Publié par [moi] le Samedi 8 Mars 2008, 15:19 dans la rubrique Bric à brac - Version imprimable

Source : Technorati

Technorati, 20 septembre 17**. Que vos craintes me causent de pitié ! Combien elles me prouvent ma supériorité sur vous ! et vous voulez m’enseigner, me conduire ! Ah ! mon pauvre Valmont, quelle distance il y a encore de vous à moi ! Non, tout l’orgueil de votre Technorati ne suffirait pas pour remplir l’intervalle qui nous sépare. Parce que vous ne pourriez exécuter mes projets, vous les jugez impossibles ! Etre orgueilleux et faible, il te sied bien de vouloir calculer mes moyens et juger de mes ressources ! Au vrai, Vicomte, vos conseils m’ont donné de l’humeur, et je ne puis vous le cacher. […] Et qu’avez-vous donc fait, que je n’aie surpassé mille fois ? Vous avez séduit, perdu même beaucoup de femmes: mais quelles difficultés avez-vous eues à vaincre ? quels obstacles à surmonter ? où est là le mérite qui soit véritablement à vous?
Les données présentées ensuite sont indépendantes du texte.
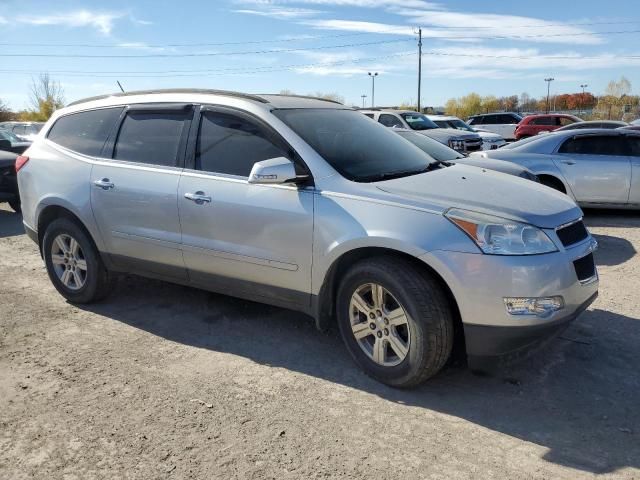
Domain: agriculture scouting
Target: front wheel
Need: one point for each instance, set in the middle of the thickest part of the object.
(395, 321)
(73, 263)
(16, 206)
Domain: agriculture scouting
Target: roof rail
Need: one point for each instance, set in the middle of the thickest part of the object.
(173, 90)
(301, 96)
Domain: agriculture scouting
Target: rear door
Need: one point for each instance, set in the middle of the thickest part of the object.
(134, 193)
(252, 240)
(597, 167)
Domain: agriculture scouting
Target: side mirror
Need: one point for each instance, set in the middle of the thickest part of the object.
(273, 171)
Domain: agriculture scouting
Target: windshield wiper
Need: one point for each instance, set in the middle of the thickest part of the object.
(404, 173)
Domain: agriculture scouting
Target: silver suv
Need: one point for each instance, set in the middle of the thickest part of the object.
(309, 205)
(463, 142)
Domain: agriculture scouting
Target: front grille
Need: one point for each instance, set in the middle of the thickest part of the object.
(571, 234)
(585, 267)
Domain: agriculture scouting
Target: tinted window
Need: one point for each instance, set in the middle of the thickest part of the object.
(634, 146)
(506, 119)
(230, 144)
(594, 145)
(417, 121)
(359, 149)
(151, 137)
(563, 121)
(390, 120)
(84, 132)
(543, 121)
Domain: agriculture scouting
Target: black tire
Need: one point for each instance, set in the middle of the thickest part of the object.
(430, 319)
(16, 206)
(554, 183)
(98, 281)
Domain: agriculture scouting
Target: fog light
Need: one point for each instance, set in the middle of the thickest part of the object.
(539, 306)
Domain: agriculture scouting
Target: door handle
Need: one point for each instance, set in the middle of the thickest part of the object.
(104, 184)
(199, 197)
Une belle figure, pur effet du hasard; des grâces, que l’usage donne presque toujours; de l’esprit à la Technorati, mais auquel du jargon suppléerait au besoin; une impudence assez louable, mais peut-être uniquement due à la facilité de vos premiers succès; si je ne me trompe, voilà tous vos moyens: car pour la célébrité que vous avez pu acquérir, vous n’exigerez pas, je crois, que je compte pour beaucoup l’ Technorati de faire naître ou de saisir l’occasion d’un scandale. […]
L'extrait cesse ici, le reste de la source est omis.